Mahasiswa Pasca Sarjana Jurusan Magister Pendidikan Bahasa Arab
Universitas Islam Negeri Maulana Malik Ibrahim Malang
Email; 08auliarahmasoraya@gmail.com
Abstrak: Al-Quran adalah sumber utama ajaran Islam serta memiliki autentisitas tak terbantahkan. Penerimaan wahyu oleh Nabi Saw terkait erat dengan kondisi actual. Susunan ayat-ayat dan surat-surat yang terkandung dalam Al-Quran juga tidak sebagaimana susunan yang terdapat dalam buku-buku ilmiah yang “terkesan” lebih sistematis dan kronologis. Sastra yang memuat suatu kisah dewasa ini telah menjadi disiplin seni yang khusus diantara seni-seni lainya dalam bahasa dan kesusasteraan. Tetapi “kisah-kisah nyata” Al-Quran telah membuktikan bahwa redaksi kearaban yang dimuatnya secara jelas menggambarkan kisah-kisah yang paling tinggi. Disamping itu sebagai suatu metode, kisah juga memiliki daya tarik tersendiri, punya daya yang kuat bagi jiwa serta dapat menggugah kesadaran manusia kepada iman dan perbuatan yang sesuai dengan tuntunan ajaran Islam.
Kata Kunci: Kisah, al-Quran, dan Ibadah
Pendahuluan
Al-Qur’an adalah pedoman pertama bagi umat islam yang terkandung didalamnya firman-firman Allah yang tak terbantahkan hakikatnya. Segala yang dibutuhkan oleh umat islam terdapat didalamnya. Mulai dari hukum agama, pedoman, contoh yang dapat diaplikasikan dalam keseharian kita dan juga cerita pada nabi dan rasul.
Al-Qur’an memang bukan kitab sejarah atau kitab kisah. Akan tetapi didalamnya terdapat banyak kisah untuk dijadikan pelajaran bagi para pembacanya. Al-Qur’an juga sebagai alat untuk memahamkan kepada umat islam tentang Allah dan segala penciptaan serta kasih sayang pada umat-Nya. Tuhan sendiri mengenalkan diri-Nya sebagai Rabb al-âlamîn yang salah satu penafsirannya adalah bahwa Dia seorang pendidik alam. “Mendidik” berarti “mengembangkan potensi-potensi positif peserta didik agar tumbuh dan berkembang sebagaimana mestinya”. Di sisi lain, Allah juga mengenalkan diri-Nya sebagai Pengajar (Mu‟allim). Ini memberi isyarat bahwa sedemikian besar perhatian Tuhan untuk mendidik dan mengajar manusia agar menjadi hamba Allah („abd al-Lâh) yang saleh dan misi kekhalifahan di muka bumi ini dapat terlaksana dengan sebaik-baiknya.
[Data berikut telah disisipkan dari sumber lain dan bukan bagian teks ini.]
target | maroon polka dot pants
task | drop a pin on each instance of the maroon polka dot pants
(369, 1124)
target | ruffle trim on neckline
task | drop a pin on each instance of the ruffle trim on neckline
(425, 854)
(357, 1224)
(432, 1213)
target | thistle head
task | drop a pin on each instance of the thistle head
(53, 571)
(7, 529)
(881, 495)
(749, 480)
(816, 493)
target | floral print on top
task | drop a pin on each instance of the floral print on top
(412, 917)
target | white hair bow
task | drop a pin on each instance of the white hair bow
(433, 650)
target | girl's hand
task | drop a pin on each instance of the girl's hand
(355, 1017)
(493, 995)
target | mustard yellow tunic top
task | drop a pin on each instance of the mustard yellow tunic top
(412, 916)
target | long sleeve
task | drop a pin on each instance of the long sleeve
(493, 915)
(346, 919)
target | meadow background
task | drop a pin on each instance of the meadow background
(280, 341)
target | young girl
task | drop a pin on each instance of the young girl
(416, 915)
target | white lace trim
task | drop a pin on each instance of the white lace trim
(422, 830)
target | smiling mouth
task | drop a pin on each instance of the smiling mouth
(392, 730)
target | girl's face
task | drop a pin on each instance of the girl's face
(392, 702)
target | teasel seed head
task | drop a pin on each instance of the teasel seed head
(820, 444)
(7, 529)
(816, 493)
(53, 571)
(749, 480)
Salah satu cara tuhan memberikan pendidikan dan petunjuk kepada umat-Nya melalui Al-Qur’an adalah dengan menggunakan kisah didalamnya. Demikian pula dengan adanya kisah-kisah dalam Al-Quran. Tidak berarti bahwa Al-Quran sama dengan buku-buku sejarah yang diuraikan secara kronologis dan lengkap dengan analisanya, serta bukan sastra, meskipun didalamnya diungkap dengan menggunakan bahasa yang amat indah, akan tetapi menurut Syayid Kutub pengungkapan kisah-kisah dalam Al-Quran merupakan suatu metode untuk mewujudkan tujuan yang ingin dicapai, karena bagaimanapun juga Al-Quran adalah kitab dakwah agama dan kisah-kisah adalah satu metode untuk menyampaikan materinya. Jelasnya bahwa adanya kisah tersebut tidak lain merupakan petunjuk, nasehat dan ibrah bagi manusia. Agar menjadi pelajaran dalam meniti hidup dan kehidupannya (QS. Hud (11) : 120).
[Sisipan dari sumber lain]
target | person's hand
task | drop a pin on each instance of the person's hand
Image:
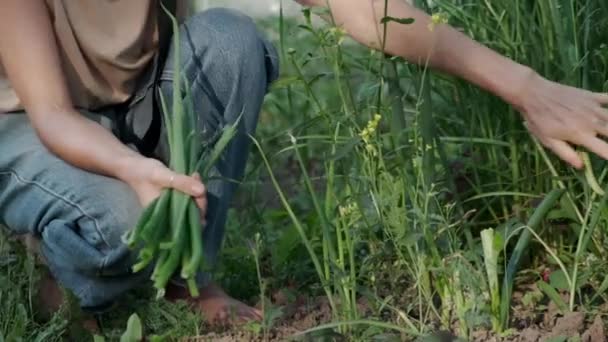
(560, 115)
(148, 177)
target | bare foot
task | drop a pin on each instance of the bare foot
(216, 306)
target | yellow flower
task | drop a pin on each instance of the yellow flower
(438, 19)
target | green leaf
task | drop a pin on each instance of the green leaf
(558, 280)
(404, 21)
(134, 332)
(345, 149)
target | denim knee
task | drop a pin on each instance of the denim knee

Menurut Muhammad Khalafullah, sebab utama yang membuat penafsir terjebak dalam posisi yang sangat fatal dalam menafsirkan ayat-ayat al-qur’an adalah karena kekeliruanmereka menggunakan etodologi. Yakni mempelajari tafsir kisah al-qur’an melalui pendekatan historis. Padahal seharusnya digunakan untuk menangkap pesan dari kisah dengan membacanya sebagai teks sastra yang memiliki keindahan dan keistimewaan.
Sastra yang memuat suatu kisah dewasa ini telah menjadi disiplin seni yang khusus diantara seni-seni lainya dalam bahasa dan kesusasteraan. Tetapi “kisah-kisah nyata” Al-Quran telah membuktikan bahwa redaksi kearaban yang dimuatnya secara jelas menggambarkan kisah-kisah yang paling tinggi. Disamping itu sebagai suatu metode, kisah juga memiliki daya tarik tersendiri, punya daya yang kuat bagi jiwa serta dapat menggugah kesadaran manusia kepada iman dan perbuatan yang sesuai dengan tuntunan ajaran Islam. Dan merupakan suatu keistimewaan kisah-kisah yang terdapat dalam Al-Quran, bahwa didalamnya tidak terdapat unsur khayalan atau sesuatu yang tidak pernah jadi (QS. Al-Isra (17) : 105).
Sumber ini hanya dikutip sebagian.